Beginilah nasip keluarga perantau yang sudah hampir 6 tahun menetap di sebuah rumah yang jauh dari pemukiman ramai itu.
Ia mengaku membuat rumah tersebut dari bahan-bahan bekas hasil pemberian orang.
Pun atap rumah, Syamsuddin menggunakan seng bekas pemberian warga.
"Makanya banyak lubang, kalau hujan pasti basah dalam rumah," jelas Syamsuddin.
Begitu juga dengan dapur yang hanya menggunakan atap rumbia bekas yang dipasang hanya sekadar untuk berlindung dari panas matahari.
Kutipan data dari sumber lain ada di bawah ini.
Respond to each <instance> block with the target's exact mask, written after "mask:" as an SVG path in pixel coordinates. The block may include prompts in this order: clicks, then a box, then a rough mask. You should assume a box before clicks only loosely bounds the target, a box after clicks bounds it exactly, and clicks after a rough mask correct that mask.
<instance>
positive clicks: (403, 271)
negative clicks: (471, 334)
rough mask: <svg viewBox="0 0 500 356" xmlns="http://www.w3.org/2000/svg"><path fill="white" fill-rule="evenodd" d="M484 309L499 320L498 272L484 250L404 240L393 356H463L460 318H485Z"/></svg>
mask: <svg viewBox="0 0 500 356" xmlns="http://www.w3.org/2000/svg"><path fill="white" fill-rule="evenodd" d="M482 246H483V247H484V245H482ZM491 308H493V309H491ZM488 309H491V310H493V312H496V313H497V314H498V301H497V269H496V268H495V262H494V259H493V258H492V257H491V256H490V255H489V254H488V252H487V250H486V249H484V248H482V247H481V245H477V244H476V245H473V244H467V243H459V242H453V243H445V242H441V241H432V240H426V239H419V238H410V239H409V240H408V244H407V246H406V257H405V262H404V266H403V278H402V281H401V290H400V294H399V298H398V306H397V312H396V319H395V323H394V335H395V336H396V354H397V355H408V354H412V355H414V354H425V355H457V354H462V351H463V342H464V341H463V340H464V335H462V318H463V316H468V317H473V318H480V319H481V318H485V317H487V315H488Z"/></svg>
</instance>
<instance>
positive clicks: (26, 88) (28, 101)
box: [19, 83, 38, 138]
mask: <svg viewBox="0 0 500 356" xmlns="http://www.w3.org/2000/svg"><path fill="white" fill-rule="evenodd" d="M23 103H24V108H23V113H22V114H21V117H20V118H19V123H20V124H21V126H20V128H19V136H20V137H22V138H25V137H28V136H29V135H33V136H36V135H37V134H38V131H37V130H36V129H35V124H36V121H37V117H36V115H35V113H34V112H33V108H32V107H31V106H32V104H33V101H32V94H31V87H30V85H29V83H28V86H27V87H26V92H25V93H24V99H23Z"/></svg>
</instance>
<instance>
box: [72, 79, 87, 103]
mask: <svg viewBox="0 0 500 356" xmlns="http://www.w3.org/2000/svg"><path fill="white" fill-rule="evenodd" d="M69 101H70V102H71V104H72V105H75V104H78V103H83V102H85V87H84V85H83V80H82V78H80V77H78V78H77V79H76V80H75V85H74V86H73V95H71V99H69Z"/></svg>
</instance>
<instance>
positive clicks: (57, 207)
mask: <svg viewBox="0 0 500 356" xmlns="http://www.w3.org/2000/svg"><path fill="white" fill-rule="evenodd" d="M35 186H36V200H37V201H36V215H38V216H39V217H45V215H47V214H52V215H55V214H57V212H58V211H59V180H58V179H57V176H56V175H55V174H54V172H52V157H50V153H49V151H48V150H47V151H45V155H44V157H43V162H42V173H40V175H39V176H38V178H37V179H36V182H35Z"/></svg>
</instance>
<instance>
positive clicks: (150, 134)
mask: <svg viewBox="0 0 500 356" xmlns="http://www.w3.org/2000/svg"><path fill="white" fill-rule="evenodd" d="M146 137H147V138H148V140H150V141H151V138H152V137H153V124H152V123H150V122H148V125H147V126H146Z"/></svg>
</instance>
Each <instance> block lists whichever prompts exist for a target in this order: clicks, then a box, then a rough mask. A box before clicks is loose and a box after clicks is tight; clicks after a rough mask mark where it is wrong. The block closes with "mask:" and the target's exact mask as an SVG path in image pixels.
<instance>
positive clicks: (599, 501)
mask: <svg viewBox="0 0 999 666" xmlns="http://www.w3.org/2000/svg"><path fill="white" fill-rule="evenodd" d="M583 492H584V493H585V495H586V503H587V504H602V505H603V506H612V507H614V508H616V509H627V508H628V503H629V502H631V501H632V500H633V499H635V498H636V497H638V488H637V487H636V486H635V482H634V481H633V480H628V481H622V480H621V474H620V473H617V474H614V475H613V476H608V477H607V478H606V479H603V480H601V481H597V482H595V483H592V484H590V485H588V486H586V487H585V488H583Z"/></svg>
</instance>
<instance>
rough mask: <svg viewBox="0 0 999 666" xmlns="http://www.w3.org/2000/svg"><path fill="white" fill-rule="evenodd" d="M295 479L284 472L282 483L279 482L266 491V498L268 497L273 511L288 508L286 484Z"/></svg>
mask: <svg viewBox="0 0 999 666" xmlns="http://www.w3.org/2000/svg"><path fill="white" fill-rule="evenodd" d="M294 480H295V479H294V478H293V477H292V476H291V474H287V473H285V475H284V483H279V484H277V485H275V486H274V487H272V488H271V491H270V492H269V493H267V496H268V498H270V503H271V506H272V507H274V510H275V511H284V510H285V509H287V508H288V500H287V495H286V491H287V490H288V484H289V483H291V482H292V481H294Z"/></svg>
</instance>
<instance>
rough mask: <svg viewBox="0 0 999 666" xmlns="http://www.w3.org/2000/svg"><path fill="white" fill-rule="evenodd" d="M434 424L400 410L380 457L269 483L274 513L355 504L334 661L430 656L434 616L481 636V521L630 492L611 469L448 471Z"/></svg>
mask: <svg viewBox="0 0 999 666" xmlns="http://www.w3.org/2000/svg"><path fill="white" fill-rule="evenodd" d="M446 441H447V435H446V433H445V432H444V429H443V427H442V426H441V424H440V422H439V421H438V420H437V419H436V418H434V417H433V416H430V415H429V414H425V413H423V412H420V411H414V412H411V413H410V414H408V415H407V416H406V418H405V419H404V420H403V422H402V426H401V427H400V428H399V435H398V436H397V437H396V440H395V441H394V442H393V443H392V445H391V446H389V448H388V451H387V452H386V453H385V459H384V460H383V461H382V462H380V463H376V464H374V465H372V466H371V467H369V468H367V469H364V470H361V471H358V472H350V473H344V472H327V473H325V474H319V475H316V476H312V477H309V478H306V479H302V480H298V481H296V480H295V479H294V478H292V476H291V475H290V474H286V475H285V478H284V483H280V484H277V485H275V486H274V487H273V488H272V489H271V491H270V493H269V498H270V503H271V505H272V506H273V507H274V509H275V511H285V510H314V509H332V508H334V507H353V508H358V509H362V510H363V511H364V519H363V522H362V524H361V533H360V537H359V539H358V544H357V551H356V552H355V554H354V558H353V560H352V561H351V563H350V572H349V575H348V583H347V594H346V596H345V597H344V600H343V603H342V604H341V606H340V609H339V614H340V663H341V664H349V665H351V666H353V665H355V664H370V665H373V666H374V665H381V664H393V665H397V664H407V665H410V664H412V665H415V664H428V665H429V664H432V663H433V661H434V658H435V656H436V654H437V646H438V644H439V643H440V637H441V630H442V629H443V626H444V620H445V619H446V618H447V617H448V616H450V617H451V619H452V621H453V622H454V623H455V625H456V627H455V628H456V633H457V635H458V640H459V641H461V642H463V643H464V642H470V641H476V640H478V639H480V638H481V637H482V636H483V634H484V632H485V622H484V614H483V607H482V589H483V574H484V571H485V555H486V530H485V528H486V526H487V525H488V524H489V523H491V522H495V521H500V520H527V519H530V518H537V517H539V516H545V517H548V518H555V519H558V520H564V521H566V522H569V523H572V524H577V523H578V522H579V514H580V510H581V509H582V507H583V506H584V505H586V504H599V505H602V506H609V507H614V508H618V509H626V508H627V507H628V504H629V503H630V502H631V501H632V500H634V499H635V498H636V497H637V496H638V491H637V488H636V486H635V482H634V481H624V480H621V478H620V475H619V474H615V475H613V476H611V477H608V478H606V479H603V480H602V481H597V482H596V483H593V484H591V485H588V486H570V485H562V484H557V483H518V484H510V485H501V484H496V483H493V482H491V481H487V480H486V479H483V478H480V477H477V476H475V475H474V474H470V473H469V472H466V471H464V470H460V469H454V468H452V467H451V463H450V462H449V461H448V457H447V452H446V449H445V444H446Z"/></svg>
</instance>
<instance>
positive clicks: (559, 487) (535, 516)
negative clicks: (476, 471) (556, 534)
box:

Kondisi ini tidak begitu dikhawatirkan oleh Syamsudin bersama istri.
Ia mengaku kondisi rumah tak lebih penting dibanding memenuhi kebutuhan makan sehari-hari.
Dengan pendapatan Rp 30 ribu sekali angkut menggunakan mobil pickup, dinilai Syamsuddin belum bisa mencukupi kebutuhan keluarga sehari-hari.
Apalagi penghasilan itu tidak setiap hari ia dapatkan. Untung jika dalam seminggu Syamsuddin 4 kali mendapat hasil.
"Kadang ada, kadang juga tidak ada," katanya.
Pernah beberapa bulan lalu cerita Syamsuddin, mereka sekeluarga hanya bisa makan pisang yang direbus karena tak ada uang untuk membeli beras.
Saat itu, Nurhayati tengah hamil 6 bulan.
Kondisi seperti itu bukan hanya sekali mereka alami, bahkan berkali-kali.
"Yang jelas saya tetap berusaha, saya bilang ke istri, kalau kita sabar, pasti ada saja jalan rejeki," katanya.
Tak jarang pula para dermawan menawarkan diri untuk mengadopsi anak mereka.
Namun kali ini Syamsuddin tegas menolak.
Karena semenjak dua orang anaknya di bawa oleh kerabatnya, ia merasa sangat menyesal.
Hingga saat ini, ia belum pernah bertemu lagi dengan anaknya.
"Mau sekali ketemu. Cuma tidak ada uang ke sana (Buol)," katanya.
Kesalahan serupa, tak mau diulanginya lagi. Ia yakin anak adalah rejeki di kemudian hari.
Keyakinan itu menguat ketika lahirnya anak mereka yang terakhir, di Rumah Sakit Undata Palu, Maret 2019 kemarin.
Menurut Syamsuddin, kelahiran anak terakhirnya, membukakan pintu rezki bagi mereka.
Itulah kenapa Syamsudin dan Nurhayati memberi nama anak bungsunya itu dengan nama Rizky.
Proses kelahirannya pun cerita Syamsuddin banyak keajaiban.
Tiba-tiba saja mobil ambulans muncul di depan rumah.
"Saya tidak tahu siapa yang panggil itu ambulans, pokoknya mereka bilang sudah ke rumah sakit saja dulu," katanya.
Setiba di rumah sakit perawatan bersalin sang istri juga ada yang tanggung.
Begitu juga selama menjalani perawatan pasca melahirkan, makanan serta susu terus berdatangan.
Hingga saat ini Syamsuddin tidak tahu siapa dermawan yang mau menanggulangi biaya rumah sakit istrinya.
"Setidaknya kalau saya tahu, saya ingin bilang terima kasih banyka," pungkasnya. (Tribunpalu.com/Abdul Humul Faaiz).